On his death, Julius Caesar was officially recognised as a god, the Divine ('Divus') Julius, by the Roman state. And in 29 BC Caesar's adopted son, the first Roman emperor Augustus, allowed the culturally Greek cities of Asia Minor to set up temples to him. This was really the first manifestation of Roman emperor-worship.
While worship of a living emperor was culturally acceptable in some parts of the empire, in Rome itself and in Italy it was not. There an emperor was usually declared a 'divus' only on his death, and was subsequently worshipped (especially on anniversaries, like that of his accession) with sacrifice like any other gods.
Emperor-worship was a unifying factor in the Roman world, practiced not only by army units spread throughout the empire but also by individuals in the provinces, where there were collective imperial cult centres at places such as Lyons (Gaul), Pergamon (Asia) and (probably) Colchester (Britain).
The imperial cult helped to focus the loyalty of provincials on the emperor at the centre of the empire, and in some regions (such as Gaul), there is evidence that Roman authorities took the initiative in setting it up, presumably for that very reason.

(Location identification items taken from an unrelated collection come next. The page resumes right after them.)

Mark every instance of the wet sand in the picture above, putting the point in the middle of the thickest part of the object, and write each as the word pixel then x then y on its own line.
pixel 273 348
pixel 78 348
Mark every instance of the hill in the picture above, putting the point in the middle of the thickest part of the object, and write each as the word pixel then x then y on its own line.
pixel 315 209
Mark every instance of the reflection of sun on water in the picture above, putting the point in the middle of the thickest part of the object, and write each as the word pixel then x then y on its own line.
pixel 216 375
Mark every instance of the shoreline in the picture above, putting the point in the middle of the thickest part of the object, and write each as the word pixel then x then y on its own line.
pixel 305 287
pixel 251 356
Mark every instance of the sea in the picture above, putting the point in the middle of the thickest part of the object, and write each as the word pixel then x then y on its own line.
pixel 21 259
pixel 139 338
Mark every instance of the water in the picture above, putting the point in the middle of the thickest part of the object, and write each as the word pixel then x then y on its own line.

The image shown here is that of a sculpted relief from the base of the column of the emperor Antoninus Pius, probably to be dated to AD 161. It shows the apotheosis (transformation into gods) of Antoninus Pius and his wife Faustina.

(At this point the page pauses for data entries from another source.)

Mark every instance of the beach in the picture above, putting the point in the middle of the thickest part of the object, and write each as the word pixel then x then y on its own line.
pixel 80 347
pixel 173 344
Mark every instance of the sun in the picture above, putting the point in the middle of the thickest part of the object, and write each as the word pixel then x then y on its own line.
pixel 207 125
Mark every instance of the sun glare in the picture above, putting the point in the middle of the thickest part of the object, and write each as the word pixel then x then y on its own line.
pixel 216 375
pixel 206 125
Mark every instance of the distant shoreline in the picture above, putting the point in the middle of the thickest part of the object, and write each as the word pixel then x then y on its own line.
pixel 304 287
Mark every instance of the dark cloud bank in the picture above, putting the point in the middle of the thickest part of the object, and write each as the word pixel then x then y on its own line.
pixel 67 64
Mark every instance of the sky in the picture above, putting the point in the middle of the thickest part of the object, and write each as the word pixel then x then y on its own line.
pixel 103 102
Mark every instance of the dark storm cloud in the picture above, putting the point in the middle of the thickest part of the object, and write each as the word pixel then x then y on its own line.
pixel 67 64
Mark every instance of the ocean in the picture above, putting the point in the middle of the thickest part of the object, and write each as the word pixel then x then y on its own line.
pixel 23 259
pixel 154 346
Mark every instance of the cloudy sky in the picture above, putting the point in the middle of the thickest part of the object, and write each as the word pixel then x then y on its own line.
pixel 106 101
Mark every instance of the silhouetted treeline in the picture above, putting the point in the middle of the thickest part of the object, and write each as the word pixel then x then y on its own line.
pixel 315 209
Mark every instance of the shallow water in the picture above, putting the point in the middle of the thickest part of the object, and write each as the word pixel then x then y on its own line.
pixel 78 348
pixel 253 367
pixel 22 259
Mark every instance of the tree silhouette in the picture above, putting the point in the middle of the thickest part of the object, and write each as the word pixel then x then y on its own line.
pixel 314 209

They are shown by the portrait busts at the top of the frame, flanked by eagles - associated with imperial power and Jupiter - and were typically released during imperial funerals to represent the spirits of the deceased.
Antoninus and Faustina are being carried into the heavens by a winged, heroically nude figure. The armoured female figure on the right is the goddess Roma, a divine personification of Rome, and the reclining figure to the left - with the obelisk - is probably a personification of the Field of Mars in Rome, where imperial funerals took place.